Take Europe – an excellent piece by Rafael Behr in The Guardian:
As Le Pen rises Europe’s liberal dream is disappearing in front of our eyes
When Jean-Marie Le Pen made it into the second round of the 2002 French presidential election, part of the horror many voters felt was in seeing, in stark light, a face of the nation that had previously been in shadow. “It means people we know voted for the Front National,” a shaken friend and supporter of the Socialist candidate, Lionel Jospin, told me at the time. …
The near certainty that Le Pen’s daughter will be a presidential contender for 2017 is shocking in a different way, landing with the banal thud of grim inevitability. Marine Le Pen saunters through French politics emanating the sharp smell of professionally laundered fascism. She has distanced herself and her party from the brutish style of her father, jettisoning explicit racism, colonising the political space where his extreme position shades into mainstream respectability. After a triumphant showing in the first round of regional elections last weekend, the Front National claims to be France’s main opposition party.
But France is not an exception. A long malaise in continental liberal democracy is beginning to feel more like decline. …
Read on for a discussion of several example countries, grim but fascinating.
And, of course, America:
Donald Trump is an actual fascist: What his surging popularity says about the GOP base
The word “fascist” has been abused by the left over the years. But a look at Trump’s rhetoric shows scary parallels
In the political discussion of today, there always comes a risk of being discounted as a crackpot when using a word like “fascist” to describe a political opponent.
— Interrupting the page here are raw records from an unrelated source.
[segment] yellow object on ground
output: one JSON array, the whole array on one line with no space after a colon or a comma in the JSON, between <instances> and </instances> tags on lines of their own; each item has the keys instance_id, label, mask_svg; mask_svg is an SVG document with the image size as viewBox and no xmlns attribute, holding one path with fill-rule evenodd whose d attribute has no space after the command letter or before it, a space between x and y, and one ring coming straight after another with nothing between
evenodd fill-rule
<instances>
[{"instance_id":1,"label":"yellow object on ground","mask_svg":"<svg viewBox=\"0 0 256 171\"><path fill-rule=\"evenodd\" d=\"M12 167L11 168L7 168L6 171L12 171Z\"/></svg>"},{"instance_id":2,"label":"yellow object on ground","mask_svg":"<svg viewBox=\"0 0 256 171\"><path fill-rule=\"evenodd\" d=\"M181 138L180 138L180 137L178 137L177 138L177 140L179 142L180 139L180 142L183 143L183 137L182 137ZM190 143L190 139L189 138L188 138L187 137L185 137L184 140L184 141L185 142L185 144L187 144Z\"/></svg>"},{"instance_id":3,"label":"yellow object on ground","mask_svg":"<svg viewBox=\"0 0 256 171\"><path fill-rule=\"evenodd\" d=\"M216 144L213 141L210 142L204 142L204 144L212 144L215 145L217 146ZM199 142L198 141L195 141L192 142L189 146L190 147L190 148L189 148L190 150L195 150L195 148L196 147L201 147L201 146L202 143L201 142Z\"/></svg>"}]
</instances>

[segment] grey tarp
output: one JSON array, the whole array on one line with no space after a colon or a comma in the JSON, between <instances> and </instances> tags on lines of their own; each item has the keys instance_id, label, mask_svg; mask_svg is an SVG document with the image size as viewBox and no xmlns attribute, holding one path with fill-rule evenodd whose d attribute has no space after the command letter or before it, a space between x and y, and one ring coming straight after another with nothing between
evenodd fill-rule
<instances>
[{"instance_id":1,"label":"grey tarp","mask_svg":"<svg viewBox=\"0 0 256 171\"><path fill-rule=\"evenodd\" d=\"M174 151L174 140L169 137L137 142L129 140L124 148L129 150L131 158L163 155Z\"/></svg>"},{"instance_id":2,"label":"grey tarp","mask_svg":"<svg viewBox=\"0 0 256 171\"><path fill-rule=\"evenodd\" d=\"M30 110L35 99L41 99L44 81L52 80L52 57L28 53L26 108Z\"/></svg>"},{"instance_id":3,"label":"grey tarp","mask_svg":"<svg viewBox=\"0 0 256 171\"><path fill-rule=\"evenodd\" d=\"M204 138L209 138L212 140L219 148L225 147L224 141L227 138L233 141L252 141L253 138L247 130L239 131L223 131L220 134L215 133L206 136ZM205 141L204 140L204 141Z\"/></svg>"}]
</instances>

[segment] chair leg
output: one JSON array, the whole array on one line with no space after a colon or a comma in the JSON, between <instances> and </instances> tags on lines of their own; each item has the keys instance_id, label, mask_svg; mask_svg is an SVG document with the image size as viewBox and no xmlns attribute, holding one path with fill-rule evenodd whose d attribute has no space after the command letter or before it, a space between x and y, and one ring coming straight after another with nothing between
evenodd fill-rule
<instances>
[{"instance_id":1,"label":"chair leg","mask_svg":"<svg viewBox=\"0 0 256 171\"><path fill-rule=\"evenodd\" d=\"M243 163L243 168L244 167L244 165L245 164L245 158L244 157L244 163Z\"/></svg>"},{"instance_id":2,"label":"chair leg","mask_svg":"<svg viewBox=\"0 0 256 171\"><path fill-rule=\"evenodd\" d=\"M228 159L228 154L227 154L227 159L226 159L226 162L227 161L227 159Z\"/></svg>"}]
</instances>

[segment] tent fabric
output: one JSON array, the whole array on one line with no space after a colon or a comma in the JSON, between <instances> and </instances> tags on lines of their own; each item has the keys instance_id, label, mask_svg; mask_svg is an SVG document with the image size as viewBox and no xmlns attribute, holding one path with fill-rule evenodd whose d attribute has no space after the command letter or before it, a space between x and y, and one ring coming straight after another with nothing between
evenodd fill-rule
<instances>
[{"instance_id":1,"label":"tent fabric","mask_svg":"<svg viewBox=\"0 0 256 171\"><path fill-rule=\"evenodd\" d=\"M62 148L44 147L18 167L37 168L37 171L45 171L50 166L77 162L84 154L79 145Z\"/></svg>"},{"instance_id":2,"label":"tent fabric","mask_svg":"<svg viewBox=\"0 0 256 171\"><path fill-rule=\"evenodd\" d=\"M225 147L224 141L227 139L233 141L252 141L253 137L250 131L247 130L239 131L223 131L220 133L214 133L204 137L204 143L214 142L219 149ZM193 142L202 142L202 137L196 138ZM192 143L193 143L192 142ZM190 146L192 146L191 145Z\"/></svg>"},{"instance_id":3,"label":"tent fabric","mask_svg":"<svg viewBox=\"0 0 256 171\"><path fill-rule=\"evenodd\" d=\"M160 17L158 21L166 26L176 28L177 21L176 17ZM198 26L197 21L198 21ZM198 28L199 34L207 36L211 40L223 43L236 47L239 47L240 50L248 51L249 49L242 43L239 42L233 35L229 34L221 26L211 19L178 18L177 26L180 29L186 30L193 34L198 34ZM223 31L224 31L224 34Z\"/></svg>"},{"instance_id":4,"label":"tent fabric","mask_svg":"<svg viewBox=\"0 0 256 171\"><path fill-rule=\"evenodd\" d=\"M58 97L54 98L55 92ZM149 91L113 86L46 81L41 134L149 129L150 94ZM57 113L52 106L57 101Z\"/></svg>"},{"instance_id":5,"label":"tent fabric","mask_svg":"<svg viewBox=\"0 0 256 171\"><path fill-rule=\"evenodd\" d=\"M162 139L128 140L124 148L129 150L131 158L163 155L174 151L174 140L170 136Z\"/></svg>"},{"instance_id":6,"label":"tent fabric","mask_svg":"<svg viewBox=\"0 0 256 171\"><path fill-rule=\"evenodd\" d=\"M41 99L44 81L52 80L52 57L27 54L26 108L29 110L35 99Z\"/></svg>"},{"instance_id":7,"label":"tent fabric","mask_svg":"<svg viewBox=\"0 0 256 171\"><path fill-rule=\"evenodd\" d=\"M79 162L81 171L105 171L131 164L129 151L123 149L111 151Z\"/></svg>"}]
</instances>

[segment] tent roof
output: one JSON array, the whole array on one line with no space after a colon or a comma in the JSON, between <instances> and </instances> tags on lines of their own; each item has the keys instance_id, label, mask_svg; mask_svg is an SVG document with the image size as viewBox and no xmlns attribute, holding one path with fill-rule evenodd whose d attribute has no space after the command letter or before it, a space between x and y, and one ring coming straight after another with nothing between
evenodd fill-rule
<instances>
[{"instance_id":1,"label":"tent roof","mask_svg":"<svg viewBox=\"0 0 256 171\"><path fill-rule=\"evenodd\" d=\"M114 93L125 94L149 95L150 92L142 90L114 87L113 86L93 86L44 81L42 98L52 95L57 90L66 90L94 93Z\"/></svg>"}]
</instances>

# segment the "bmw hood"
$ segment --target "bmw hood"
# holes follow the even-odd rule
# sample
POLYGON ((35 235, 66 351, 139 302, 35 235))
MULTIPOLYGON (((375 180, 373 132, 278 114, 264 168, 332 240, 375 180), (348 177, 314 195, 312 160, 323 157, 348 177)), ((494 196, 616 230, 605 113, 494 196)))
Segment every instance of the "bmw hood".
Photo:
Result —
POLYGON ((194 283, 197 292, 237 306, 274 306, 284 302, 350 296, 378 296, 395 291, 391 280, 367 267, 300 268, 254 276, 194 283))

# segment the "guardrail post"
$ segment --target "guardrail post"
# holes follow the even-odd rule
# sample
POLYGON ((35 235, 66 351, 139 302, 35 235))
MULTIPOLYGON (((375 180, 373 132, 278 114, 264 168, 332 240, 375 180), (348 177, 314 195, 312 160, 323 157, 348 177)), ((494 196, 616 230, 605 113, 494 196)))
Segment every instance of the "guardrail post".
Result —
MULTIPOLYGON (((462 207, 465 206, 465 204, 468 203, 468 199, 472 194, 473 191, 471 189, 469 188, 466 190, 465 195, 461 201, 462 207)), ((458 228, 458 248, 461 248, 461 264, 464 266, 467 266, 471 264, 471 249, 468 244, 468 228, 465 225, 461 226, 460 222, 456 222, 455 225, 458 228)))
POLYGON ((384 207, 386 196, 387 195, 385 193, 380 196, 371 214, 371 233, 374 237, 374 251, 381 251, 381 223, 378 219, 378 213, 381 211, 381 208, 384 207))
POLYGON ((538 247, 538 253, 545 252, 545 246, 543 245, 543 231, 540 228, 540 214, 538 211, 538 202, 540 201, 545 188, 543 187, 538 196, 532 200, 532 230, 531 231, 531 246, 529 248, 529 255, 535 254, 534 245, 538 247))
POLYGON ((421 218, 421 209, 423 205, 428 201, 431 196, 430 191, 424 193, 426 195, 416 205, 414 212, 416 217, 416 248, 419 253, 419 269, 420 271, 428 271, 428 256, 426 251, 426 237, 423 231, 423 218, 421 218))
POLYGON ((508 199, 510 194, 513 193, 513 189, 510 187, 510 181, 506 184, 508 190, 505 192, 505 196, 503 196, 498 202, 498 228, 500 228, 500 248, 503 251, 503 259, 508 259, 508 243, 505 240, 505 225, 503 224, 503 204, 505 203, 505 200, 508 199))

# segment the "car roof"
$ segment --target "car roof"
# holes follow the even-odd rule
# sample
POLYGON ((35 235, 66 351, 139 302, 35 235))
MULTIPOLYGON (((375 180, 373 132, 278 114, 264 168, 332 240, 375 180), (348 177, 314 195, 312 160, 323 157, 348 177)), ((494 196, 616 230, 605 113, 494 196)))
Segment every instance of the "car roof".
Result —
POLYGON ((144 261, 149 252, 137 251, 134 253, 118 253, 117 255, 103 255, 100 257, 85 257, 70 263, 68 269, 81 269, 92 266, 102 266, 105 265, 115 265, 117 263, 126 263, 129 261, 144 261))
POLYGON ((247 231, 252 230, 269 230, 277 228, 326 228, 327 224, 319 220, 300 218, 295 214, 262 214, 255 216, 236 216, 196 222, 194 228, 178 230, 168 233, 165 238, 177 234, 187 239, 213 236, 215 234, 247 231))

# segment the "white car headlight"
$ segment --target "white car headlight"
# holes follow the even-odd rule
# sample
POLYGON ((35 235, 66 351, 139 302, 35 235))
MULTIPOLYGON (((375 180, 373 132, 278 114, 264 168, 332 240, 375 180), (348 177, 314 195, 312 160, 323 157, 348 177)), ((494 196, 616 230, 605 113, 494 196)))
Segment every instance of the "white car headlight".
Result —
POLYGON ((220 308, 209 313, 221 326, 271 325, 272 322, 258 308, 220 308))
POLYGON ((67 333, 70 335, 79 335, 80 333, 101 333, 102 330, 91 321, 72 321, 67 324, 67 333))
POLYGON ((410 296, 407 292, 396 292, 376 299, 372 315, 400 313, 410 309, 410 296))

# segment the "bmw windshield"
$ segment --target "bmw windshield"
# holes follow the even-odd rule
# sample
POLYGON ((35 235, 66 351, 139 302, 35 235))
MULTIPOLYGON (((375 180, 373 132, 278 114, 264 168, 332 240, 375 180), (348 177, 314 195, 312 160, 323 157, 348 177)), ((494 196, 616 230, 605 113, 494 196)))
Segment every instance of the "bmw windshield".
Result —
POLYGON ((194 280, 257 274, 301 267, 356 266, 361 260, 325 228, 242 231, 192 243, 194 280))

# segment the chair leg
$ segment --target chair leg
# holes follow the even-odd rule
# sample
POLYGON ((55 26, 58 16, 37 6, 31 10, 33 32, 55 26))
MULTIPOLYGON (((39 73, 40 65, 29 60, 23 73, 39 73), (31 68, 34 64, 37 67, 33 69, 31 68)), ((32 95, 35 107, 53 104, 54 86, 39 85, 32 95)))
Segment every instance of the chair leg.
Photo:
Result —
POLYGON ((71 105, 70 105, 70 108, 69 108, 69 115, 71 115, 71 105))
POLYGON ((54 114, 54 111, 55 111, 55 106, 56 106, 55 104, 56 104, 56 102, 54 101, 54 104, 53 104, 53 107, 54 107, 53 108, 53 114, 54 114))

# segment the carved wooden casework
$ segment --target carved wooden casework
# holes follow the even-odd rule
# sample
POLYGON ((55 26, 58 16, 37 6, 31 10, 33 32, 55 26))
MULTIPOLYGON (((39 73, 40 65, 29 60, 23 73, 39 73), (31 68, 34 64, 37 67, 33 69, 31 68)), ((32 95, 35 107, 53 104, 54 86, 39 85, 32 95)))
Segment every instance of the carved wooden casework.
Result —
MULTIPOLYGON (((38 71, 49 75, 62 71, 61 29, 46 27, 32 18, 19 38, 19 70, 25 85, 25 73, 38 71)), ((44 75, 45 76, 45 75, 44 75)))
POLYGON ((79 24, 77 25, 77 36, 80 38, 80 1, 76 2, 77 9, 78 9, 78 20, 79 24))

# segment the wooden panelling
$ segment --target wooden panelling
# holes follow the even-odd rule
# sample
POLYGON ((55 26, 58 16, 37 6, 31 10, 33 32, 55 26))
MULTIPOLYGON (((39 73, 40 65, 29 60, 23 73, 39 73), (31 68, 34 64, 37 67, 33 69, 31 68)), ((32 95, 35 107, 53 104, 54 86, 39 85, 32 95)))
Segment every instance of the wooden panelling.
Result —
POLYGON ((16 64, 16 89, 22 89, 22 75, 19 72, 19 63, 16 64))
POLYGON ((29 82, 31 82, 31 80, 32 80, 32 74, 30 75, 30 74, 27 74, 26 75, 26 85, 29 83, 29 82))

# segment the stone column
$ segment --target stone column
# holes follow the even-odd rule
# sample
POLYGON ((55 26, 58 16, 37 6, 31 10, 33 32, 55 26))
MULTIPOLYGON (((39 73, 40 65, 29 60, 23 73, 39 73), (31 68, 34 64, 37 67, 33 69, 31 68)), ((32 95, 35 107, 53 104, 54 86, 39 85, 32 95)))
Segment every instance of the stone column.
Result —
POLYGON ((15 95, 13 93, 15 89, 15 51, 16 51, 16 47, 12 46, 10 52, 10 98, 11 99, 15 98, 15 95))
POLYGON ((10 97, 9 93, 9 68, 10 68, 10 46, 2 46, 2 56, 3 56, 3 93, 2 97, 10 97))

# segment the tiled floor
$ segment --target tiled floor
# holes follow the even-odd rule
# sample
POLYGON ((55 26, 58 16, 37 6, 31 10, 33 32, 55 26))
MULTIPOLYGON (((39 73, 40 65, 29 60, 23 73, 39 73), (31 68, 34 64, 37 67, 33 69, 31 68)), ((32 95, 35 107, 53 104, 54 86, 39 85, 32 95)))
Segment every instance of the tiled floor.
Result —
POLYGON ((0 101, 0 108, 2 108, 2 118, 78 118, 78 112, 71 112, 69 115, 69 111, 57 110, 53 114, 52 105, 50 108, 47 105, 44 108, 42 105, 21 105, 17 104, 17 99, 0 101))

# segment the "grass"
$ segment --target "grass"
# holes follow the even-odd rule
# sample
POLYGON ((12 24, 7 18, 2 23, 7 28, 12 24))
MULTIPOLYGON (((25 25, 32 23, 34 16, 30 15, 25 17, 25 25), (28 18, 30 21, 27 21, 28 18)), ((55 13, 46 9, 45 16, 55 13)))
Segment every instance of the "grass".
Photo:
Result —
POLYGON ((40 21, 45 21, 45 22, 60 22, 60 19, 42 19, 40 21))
The word, much like “socialist,” has been so abused since the fall of fascism that it lost its meaning quite some time ago. …
In a recent article by Jeffrey Tucker, however, it is argued, quite justly in my opinion, that Donald Trump, whether he knows it or not, is a fascist (or is at least acting like one). Much like Mussolini and Hitler, Trump is a demagogue dedicated to riling up the people (particularly conservatives) with race baiting, traditionalism and strongman tough talk — and, according to polls, it’s working — for now.
That was written way back in July, since then Trump’s dominance of the polls has increased significantly, and his hate-speech against Muslims has become unhinged: Utterly repellent and malignant: world reacts to Trump’s anti-Muslim tirade.
These are dark times for sanity. In closing I want to go back to the first piece (Behr) quoted above:
No two countries have exactly analogous politics, but common threads run across Europe. The unifying dynamic appears to be the interaction of financial insecurity and the cultural detachment of governing elites from the governed. From Paris to Warsaw, politicians of the technocratic centre are perceived as a caste apart, professionally complacent, insulated by hoarded privilege from the anxiety provoked in electorates by economic turbulence and abrupt demographic change. On to that canvas is then projected the spectre of terrorism, smuggled into the body politic by refugees from predominantly Muslim countries.
What makes this resurgent nationalism so hard to defuse is the panache with which it sports the robes of popular democracy – as indeed nationalism has always done.
I’m not suggesting that NZ is there yet. But there are echoes.